As our final destination approaches, the number of people on the road increases. Not everyone wants to walk, or is able to walk, the whole distance. What is the whole distance? There are no starting points. On the road, you will meet people that went on foot from their homes. They travelled one thousand, two thousand kilometres. You will also meet people that are returning, walking back to where they started. Every traveller makes a decision – what they want and what their soul needs. You feel bound to the road. You and it become one. What are you going to do when this journey is over? Will you miss it? Questions. The answers to which everyone has to find for themselves.

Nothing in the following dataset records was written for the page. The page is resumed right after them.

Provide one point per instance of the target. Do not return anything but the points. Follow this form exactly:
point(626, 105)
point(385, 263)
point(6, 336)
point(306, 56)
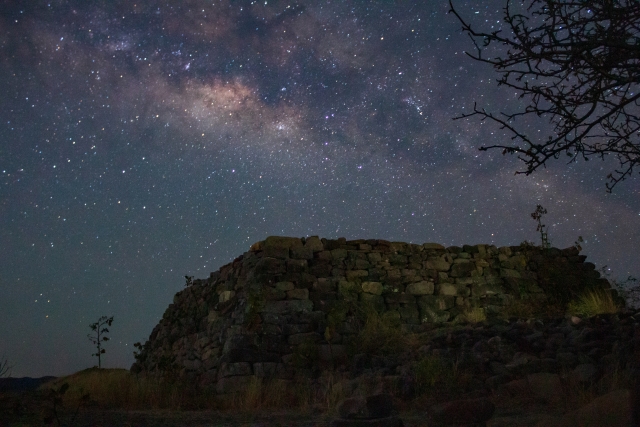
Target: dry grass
point(439, 376)
point(593, 302)
point(383, 335)
point(119, 389)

The day you enter Santiago de Compostela. You feel joy that you made it. You feel fear from going back to your real life. There is nostalgia, joyful cheers and promises to write to the people that you walked with. To call on the phone or send the pictures you’ve taken. You are surprised that you see people around you, people that you thought were days behind you or are days ahead of you. The road had been separating and reuniting you, without getting in the way of the meetings you had to experience, of the opportunity to be left alone when that was needed.
—
The return flight is in an hour. You are sitting there, quiet and waiting. The machine will bring you back to the life that you left and that you wanted to change all the time. You are convinced that each one of you will succeed. In their own way.
—
The Colleague got married. Far away from her country. When you talk on the phone, she sounds happy. The Little One also went far away. He is creating in a team of people who share his thoughts. The Guitarist is here. Sometimes, you can meet him in his club. He opened it along with a friend from his childhood.
And what of you? You began to believe in love. You set off to where you always felt pulled towards. The love of travelling. “Buen Camino!”